O jornalismo televisivo, 34 anos atrás

Especialidade de Helio Costa, matérias com tom épico e dramático foram trocadas pela velocidade nervosa do telejornalismo atual

Pedro Alexandre Sanches |

“Foi como se o próprio Sol tivesse se aproximado da Terra por uma fração de segundo”, afirma uma voz masculina calma e aveludada. “O clarão derreteu a retina de todos que olharam.” É noite de um domingo qualquer de 1976, e o repórter global Hélio Costa narra no Fantástico um memorial sobre a bomba atômica lançada em Hiroshima e Nagasaki 31 anos antes. À percepção de ouvidos dos anos 2000, a voz tranquila do locutor contrasta gritantemente com o conteúdo tenebroso dos fatos narrados e das imagens exibidas. Assim era o jornalismo televisivo 34 anos atrás.

As reportagens de tom épico e dramático eram a especialidade de Hélio Costa, que narrava preferencialmente histórias impactantes sobre medicina e ciência, lançando mão de artifícios que, aqui e ali, as aproximavam da ficção científica (mesmo se fossem reportagens fundamentadas e consistentes, como a da bomba atômica). Inimaginável nos domingos pop de hoje em dia, a sonoplastia privilegiava fundos sonoros entre a música erudita e a trilha sonora hollywoodiana.

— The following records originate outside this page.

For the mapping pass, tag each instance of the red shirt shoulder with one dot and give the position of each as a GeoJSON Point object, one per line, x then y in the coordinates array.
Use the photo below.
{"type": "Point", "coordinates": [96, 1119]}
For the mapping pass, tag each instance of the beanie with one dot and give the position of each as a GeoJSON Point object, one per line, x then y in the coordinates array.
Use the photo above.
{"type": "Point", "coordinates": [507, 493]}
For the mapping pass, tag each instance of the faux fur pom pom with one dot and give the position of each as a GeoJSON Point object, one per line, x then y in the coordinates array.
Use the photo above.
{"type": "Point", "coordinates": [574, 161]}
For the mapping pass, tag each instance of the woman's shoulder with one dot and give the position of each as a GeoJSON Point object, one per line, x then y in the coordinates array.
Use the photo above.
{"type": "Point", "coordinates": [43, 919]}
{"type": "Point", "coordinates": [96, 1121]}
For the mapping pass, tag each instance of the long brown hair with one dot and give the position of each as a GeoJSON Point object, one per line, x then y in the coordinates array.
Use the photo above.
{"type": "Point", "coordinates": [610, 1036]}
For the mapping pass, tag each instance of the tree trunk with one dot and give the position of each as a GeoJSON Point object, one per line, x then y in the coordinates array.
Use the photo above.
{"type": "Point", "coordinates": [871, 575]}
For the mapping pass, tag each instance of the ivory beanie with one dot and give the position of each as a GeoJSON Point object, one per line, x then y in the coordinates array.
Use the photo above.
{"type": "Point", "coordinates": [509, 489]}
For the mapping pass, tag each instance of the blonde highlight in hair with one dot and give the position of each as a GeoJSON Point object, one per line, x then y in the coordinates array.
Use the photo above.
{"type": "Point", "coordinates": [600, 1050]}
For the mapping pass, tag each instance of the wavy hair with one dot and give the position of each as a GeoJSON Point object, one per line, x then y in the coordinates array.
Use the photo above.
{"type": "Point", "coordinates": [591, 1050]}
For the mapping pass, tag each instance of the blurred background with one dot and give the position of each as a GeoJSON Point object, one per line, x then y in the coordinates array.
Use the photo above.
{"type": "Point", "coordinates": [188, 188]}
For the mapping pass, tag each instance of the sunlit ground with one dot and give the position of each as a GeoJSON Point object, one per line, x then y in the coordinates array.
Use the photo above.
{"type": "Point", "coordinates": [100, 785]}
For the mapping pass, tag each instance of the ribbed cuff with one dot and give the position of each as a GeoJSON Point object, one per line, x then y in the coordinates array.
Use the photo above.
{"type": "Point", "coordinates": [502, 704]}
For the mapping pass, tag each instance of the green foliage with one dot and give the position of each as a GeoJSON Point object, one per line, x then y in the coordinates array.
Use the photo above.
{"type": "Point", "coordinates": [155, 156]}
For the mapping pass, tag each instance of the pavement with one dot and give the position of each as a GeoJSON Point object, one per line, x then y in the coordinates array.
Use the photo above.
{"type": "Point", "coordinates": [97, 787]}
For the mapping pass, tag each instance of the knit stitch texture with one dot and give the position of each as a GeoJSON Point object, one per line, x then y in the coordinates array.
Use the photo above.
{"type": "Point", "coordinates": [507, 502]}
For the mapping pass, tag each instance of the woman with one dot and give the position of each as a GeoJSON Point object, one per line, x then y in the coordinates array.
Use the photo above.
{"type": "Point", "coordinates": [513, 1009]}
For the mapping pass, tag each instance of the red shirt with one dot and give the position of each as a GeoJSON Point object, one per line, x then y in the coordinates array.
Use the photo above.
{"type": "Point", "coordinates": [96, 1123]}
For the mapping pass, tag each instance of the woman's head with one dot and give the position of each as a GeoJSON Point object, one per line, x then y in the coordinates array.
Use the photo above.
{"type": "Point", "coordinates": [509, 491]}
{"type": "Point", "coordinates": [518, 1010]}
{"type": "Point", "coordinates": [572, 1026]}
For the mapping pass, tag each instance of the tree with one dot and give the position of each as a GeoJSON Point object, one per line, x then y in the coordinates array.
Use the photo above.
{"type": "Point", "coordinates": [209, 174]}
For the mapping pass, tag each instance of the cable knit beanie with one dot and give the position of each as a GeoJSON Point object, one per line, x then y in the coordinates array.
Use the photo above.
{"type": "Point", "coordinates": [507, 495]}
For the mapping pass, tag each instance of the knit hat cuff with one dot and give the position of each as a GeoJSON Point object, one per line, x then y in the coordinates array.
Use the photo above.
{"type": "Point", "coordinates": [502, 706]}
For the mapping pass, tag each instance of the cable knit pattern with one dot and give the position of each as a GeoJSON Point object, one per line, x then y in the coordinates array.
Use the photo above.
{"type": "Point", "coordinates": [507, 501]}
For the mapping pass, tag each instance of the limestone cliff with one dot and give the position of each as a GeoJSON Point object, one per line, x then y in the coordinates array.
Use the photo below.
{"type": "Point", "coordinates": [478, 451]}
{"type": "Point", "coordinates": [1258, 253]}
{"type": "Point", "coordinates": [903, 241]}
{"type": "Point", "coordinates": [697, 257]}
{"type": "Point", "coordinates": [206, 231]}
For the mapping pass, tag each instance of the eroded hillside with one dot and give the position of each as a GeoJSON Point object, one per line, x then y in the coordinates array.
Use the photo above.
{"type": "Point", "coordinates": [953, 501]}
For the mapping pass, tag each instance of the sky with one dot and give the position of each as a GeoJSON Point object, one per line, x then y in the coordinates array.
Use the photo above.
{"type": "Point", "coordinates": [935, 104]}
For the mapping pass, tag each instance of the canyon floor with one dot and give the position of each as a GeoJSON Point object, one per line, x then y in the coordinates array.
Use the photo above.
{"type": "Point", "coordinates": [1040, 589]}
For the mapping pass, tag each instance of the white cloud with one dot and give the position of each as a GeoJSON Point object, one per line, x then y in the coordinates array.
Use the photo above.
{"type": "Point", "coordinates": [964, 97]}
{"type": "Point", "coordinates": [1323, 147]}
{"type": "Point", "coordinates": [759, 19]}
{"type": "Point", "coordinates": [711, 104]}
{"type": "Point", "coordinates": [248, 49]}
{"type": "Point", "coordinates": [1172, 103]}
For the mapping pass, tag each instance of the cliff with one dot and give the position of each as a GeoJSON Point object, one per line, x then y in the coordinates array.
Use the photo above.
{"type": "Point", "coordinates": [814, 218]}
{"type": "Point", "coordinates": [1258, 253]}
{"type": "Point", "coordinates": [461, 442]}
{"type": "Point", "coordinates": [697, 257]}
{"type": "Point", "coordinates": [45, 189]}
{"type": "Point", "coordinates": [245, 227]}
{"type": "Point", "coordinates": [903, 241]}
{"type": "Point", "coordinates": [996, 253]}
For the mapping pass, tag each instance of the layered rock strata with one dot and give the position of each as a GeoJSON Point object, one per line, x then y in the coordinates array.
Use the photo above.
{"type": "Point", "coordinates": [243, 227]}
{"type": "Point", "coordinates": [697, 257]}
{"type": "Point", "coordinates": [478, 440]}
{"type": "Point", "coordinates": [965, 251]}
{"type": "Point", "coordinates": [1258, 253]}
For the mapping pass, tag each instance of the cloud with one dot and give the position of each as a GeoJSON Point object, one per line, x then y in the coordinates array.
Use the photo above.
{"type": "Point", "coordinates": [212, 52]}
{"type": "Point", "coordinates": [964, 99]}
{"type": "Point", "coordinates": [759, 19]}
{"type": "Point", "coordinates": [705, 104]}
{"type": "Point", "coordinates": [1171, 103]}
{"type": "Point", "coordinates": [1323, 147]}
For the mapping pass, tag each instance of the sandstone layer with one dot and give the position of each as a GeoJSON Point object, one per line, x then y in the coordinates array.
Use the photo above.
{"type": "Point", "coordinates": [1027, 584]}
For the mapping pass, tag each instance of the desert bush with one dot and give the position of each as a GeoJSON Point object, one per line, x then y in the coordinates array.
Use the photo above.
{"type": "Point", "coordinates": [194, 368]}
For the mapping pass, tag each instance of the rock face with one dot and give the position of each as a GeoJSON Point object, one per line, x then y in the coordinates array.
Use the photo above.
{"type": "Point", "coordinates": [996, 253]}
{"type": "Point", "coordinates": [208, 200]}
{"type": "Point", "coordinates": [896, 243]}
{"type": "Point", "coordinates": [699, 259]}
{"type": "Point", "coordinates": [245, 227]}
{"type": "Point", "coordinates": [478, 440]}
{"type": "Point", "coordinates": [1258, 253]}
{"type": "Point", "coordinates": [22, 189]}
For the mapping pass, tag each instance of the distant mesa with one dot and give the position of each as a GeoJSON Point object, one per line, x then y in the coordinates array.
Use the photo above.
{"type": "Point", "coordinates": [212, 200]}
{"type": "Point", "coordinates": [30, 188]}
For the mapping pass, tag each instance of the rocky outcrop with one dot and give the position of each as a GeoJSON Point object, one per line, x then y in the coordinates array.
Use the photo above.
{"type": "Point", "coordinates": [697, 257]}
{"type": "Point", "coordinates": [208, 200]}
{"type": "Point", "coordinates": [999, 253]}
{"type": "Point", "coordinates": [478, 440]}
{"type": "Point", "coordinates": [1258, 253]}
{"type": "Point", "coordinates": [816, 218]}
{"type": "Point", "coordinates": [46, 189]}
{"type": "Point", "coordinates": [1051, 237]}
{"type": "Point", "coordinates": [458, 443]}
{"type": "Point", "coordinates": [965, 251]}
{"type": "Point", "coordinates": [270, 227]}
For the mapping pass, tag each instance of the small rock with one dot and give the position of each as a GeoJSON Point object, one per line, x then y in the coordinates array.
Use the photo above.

Em 1974, Costa contava novidades sobre o “marcapasso cerebral ”, útil em casos de epilepsia, mal de Parkinson, paralisia cerebral, derrame e convulsões. Em 1976, comovia o país com o drama do menino que vivia dentro de uma bolha de plástico . Em 1977, vestia-se em terno todo branco para revelar que os astronautas que haviam viajado à Lua padeciam de “distúrbio nervoso” e “forte depressão”, isolavam-se de outros seres humanos, relatavam experiências telepáticas e/ou aderiam ao ocultismo e à parapsicologia.

Sob música levemente inspirada no filme 2001, uma Odisséia no Espaço, de Stanley Kubrick, o jornalista editorializava a reportagem sobre astronomia e misticismo com opiniões contra a guerra e a destruição operada pelos terráqueos, hábito que seria dizimado pelos dogmas de jornalismo (supostamente) neutro das décadas seguintes. A voz jamais perdia a maciez, nem mesmo quando, em 1983, transmitia um dos primeiros apanhados noticiosos sobre a Aids .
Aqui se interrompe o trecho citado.